Here Comes The BARF
February 1st, 2009Via: Forbes:
Why creating a Bad Asset Repository Fund for Wall Street’s toxic assets could make banking even sicker.
First there was TARP. Get ready for BARF.
They haven’t named it that yet, but calling a federal “bad bank” to soak up toxic assets the Bad Asset Repository Fund would be truth in advertising at least. Despite Washington’s renewed enthusiasm for the idea, there is a strong case to be made against it.

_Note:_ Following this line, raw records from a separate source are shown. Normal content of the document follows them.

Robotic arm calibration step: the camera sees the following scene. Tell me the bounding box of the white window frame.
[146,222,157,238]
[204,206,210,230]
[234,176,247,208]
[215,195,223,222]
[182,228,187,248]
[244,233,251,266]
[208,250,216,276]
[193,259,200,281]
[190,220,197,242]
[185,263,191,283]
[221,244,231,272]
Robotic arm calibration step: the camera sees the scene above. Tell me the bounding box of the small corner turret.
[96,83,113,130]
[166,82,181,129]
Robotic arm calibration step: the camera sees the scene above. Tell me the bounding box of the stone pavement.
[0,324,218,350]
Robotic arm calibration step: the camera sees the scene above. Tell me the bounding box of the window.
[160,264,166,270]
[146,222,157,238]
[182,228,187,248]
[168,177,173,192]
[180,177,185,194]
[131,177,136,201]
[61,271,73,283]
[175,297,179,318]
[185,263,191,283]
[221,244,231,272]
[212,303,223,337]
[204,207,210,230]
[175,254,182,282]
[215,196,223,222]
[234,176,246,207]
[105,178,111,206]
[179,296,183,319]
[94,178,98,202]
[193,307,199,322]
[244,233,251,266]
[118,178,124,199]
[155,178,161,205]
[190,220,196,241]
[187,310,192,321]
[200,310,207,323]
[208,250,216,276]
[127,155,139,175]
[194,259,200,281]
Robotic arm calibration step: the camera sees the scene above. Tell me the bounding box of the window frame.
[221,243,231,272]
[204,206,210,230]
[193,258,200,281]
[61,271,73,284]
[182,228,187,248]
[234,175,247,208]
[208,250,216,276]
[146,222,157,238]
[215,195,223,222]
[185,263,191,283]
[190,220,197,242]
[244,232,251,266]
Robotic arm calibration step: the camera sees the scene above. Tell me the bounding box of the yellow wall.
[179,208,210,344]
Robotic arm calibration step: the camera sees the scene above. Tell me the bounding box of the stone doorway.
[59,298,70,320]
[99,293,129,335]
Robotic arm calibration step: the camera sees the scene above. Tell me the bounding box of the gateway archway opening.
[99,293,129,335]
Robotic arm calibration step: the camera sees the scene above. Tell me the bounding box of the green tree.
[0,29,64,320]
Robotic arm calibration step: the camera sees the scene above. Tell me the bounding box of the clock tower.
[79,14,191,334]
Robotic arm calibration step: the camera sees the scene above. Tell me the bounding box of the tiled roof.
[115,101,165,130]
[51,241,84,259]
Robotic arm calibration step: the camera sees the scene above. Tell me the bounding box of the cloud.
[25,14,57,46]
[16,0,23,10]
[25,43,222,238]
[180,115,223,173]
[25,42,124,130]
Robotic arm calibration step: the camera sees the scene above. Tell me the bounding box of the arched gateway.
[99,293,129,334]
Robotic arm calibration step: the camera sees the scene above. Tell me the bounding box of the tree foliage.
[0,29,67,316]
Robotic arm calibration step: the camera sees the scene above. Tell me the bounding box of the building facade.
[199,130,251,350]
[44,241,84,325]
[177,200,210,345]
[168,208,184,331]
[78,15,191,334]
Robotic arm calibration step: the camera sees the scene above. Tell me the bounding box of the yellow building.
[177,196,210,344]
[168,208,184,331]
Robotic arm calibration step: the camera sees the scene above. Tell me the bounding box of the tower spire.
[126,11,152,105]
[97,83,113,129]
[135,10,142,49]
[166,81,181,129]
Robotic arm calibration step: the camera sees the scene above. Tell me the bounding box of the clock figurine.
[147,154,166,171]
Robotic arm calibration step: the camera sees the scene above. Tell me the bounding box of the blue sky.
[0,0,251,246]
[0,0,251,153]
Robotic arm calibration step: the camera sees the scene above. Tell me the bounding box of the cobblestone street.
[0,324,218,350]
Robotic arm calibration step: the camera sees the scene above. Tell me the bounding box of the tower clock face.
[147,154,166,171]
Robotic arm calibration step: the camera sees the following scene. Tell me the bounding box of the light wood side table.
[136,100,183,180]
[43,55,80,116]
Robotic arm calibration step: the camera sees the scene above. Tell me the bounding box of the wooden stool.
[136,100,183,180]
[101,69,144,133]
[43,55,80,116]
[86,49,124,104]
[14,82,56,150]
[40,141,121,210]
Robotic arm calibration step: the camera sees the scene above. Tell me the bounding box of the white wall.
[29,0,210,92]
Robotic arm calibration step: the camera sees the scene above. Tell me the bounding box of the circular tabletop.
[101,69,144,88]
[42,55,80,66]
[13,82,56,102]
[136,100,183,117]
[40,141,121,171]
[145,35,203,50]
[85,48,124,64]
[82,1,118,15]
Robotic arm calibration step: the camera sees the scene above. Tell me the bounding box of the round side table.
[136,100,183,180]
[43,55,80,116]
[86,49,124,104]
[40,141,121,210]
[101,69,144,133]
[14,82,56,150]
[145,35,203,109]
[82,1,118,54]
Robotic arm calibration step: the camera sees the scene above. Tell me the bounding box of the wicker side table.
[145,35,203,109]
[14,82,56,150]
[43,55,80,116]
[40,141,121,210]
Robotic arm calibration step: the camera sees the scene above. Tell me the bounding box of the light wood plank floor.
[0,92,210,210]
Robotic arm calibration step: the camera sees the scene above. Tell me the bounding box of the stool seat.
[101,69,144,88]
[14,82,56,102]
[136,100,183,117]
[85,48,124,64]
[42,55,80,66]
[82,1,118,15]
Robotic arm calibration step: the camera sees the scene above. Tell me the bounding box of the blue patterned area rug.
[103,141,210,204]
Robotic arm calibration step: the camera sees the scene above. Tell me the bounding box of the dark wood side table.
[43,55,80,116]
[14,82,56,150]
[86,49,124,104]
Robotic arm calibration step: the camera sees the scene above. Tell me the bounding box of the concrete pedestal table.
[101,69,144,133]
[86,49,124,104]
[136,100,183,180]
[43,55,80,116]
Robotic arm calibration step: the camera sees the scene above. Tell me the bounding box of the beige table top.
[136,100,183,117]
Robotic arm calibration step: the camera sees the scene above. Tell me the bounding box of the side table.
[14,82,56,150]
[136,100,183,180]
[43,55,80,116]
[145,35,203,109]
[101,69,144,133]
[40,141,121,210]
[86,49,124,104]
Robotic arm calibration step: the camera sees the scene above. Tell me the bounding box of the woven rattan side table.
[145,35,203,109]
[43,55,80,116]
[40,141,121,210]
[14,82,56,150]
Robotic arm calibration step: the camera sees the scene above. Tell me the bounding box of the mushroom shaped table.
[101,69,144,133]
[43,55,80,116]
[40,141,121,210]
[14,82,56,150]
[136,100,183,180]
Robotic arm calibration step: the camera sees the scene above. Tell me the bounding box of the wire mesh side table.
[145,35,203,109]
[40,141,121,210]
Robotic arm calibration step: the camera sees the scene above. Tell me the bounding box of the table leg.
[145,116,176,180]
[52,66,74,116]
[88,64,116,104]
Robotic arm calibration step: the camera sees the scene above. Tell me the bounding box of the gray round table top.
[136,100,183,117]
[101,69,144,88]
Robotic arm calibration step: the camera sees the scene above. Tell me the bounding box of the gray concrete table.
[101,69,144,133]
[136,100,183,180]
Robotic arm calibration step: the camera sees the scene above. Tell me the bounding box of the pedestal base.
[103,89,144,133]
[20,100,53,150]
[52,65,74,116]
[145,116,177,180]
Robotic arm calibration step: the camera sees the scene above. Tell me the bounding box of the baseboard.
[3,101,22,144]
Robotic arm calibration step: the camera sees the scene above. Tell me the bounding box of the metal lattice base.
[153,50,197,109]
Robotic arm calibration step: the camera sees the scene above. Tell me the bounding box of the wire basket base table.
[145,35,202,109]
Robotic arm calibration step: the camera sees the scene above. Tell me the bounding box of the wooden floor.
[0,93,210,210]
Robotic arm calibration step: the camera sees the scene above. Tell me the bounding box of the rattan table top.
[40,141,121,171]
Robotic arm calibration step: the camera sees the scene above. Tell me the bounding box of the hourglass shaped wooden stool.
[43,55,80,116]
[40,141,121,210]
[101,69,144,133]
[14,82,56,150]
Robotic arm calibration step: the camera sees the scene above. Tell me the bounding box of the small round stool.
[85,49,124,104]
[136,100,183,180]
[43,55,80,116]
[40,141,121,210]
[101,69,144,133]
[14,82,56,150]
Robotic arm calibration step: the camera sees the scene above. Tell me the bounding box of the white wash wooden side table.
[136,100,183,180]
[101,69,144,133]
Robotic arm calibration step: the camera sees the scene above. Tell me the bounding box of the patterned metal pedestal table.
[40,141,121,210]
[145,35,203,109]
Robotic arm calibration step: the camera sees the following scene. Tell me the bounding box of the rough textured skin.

The problem boils down to bank profitability, which is depleted, and the industry’s ability and willingness to lend. Offloading the worst assets into an aggregator fund would still leave banks with loan books under pressure from rising defaults. Banks would still be forced to build reserves at a time when their earnings power is reduced, and that earnings power would only shrink more with a smaller asset base.
And there is no way a “bad bank” will induce banks to lend. “Lending standards have tightened dramatically and there is an unavoidable restructuring of risk taking place,” says Meredith Whitney, the Oppenheimer & Co. analyst who was among the first to point out the looming bank crisis. “Such causes money to come out of the system and lending to contract, with or without this ‘bad bank’ structure.”
But facing a mounting banking crisis, federal regulators and the new Obama administration have returned to the original idea of the Troubled Asset Relief Program as one way to solve the credit crisis. New Treasury Secretary Timothy Geithner said this week that a new plan is expected to be announced soon.

Somebody should lay down a TARP to catch all the BARF.